Along the way, as you learn and develop your skill set, of course you’re not expected to get it right every time, clearly. As a beginner, it is expected that you will get it wrong and make mistakes, and I knew this as much as the next guy, however I would still be completely overwhelmed with anger and frustration at my own incompetence every time I didn’t managed to get blood or insert a catheter. As a result, I began to dread event attempting to perform these procedures as each occasion was simply another opportunity to fail, and fall back into that well of pathetic despair – it was just easier to let someone else do it…
Then, one day, having summoned up the courage to attempt yet another cannula, I failed once more. That familiar thick cloud of self-loathing and anger began to crawl up my tingling spine as I begrudgingly asked my senior colleague to take over. He smiled gently, “Sure.”
He promptly then took three attempts himself before calling the anaesthetist to come and help.
“Shit veins”, he chirped, before heading off to do something else with his time.

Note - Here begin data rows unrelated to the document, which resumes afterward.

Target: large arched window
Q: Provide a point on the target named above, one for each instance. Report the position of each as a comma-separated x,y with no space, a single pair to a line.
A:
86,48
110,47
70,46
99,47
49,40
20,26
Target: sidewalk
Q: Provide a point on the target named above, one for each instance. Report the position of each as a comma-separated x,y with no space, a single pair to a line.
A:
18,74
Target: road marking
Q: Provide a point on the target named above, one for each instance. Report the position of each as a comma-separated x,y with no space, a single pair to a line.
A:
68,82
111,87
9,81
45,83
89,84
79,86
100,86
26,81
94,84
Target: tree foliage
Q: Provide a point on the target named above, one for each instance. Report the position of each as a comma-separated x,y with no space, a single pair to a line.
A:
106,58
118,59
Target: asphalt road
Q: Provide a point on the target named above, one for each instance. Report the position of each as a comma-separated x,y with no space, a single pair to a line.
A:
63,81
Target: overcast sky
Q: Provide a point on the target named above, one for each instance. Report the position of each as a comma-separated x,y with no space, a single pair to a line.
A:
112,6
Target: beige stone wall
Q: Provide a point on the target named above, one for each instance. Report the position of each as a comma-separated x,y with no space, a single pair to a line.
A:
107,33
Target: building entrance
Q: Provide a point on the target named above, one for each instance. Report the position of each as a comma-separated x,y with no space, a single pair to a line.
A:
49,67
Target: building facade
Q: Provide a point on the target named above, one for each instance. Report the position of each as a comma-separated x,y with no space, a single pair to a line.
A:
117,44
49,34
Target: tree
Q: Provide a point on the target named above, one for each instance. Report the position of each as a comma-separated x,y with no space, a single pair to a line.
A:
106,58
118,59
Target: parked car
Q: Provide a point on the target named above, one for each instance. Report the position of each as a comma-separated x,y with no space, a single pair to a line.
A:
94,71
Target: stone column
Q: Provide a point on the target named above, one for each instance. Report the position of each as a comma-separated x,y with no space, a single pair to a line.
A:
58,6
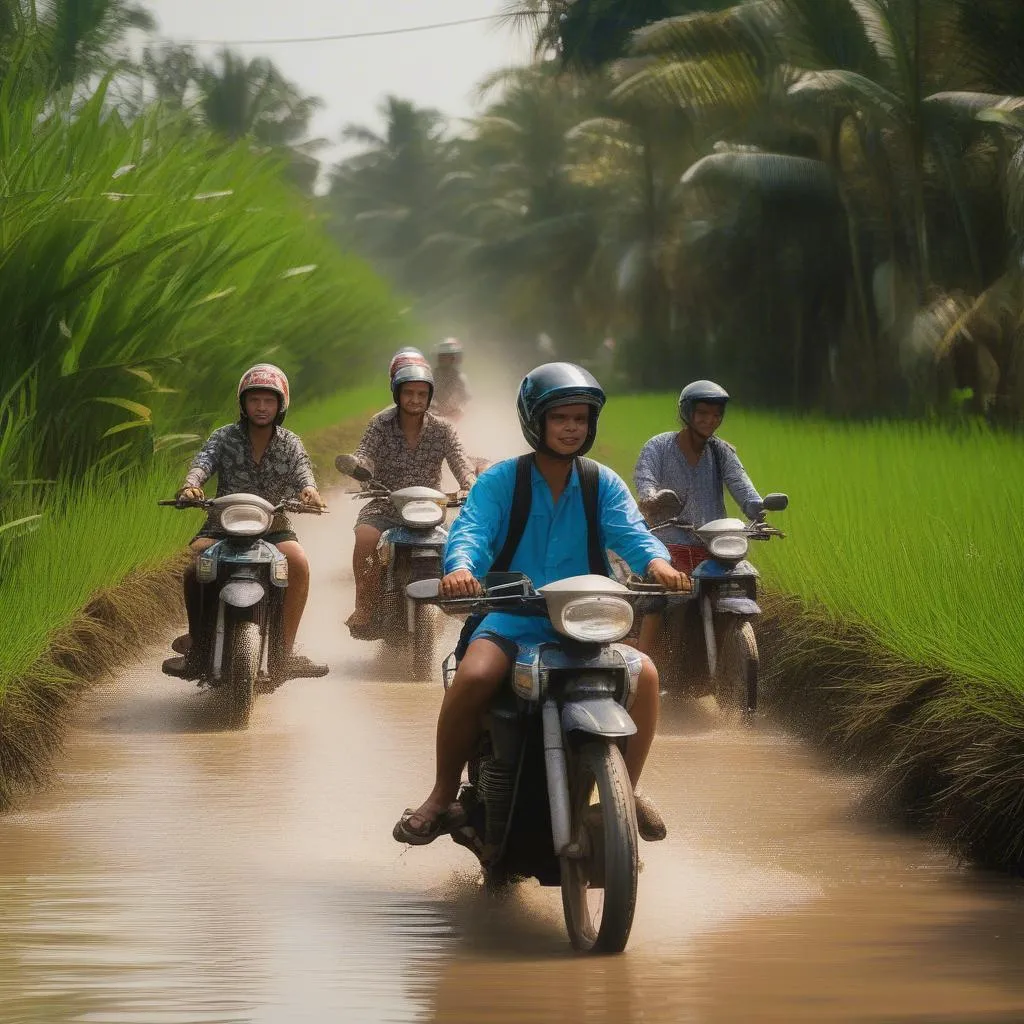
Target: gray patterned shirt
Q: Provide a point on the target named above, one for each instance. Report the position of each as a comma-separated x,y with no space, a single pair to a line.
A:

I was amazed. There wasn’t a shred of disappointment or frustration as he happily wandered away, the fact that he hadn’t succeeded clearly wasn’t a problem for him. Even the legendary anaesthetist took three attempts herself before that tiny plastic tube yielded any blood, and she explained to me how best to hold down the skin so as to keep the vein from wriggling away as you dive for it. She then smiled and said “well done for having a go!” and disappeared.

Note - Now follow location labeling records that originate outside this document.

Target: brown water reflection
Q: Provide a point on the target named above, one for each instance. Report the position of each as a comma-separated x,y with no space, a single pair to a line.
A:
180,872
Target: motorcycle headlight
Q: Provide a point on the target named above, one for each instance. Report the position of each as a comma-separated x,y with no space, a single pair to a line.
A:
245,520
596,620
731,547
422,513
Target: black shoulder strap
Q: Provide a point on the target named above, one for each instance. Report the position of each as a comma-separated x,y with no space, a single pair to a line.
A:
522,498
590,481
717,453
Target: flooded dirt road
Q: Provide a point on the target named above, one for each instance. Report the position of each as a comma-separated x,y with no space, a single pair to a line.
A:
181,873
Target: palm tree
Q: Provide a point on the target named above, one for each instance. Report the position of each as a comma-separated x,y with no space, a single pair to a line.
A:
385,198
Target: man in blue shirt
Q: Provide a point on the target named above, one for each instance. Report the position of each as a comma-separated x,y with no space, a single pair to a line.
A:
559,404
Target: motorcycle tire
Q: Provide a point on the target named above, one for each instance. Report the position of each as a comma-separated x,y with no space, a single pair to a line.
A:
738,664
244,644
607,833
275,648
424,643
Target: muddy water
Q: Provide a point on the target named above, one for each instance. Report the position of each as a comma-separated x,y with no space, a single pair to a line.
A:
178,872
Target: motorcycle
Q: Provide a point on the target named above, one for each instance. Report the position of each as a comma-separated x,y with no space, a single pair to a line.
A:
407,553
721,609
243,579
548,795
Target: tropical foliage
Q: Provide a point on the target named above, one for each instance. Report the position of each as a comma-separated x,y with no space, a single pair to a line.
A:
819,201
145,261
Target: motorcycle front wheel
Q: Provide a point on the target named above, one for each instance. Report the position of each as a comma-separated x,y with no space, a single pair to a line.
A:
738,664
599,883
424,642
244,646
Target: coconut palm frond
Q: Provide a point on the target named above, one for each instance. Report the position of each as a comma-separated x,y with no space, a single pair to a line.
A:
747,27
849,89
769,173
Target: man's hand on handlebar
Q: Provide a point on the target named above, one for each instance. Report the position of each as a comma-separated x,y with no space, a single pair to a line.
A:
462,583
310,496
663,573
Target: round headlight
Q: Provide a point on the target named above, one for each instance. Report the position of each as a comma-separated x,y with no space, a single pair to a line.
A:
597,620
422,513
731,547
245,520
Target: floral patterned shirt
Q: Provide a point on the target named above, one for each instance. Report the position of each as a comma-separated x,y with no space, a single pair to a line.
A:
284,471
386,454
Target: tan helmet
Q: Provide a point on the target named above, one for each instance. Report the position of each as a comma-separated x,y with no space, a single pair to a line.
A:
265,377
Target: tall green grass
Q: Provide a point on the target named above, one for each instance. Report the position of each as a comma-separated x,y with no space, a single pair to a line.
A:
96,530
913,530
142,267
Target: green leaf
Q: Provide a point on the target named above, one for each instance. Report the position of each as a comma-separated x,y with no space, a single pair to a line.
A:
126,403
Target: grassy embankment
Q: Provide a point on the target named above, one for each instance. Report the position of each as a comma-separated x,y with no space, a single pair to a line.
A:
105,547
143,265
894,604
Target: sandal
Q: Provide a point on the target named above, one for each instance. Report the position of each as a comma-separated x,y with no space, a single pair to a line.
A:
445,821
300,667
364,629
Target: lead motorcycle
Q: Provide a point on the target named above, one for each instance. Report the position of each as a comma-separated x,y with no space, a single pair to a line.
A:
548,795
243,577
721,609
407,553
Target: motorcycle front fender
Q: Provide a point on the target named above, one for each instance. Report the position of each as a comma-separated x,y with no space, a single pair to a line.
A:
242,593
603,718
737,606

For the first time in my medical school career, I had failed and simultaneously realised it’s totally okay to do so. That’s the whole point of having a team, so that one person can help another out when they’re having trouble, and realising this felt like a weight lifted off my shoulders. Since then, I’ve never been scared to have a go, knowing that there’s a troop of like-minded, supportive team members behind me.
So what did I gain? I now know the best way to hold the skin to stop the vein wriggling away. I was only shown once, but I can picture exactly in my head how the consultant did it – why? Because I was so frustrated, so emotionally invested in the situation that it was burned into my memory forever. It’s the same every time I get something wrong – I always remember perfectly what the doctor correcting me says, because of that pure emotional attention that you only pay when you’re upset.
So from now on, I relish the opportunity to have a go, and to fail, because I know I’m going to learn something, and remember it forever.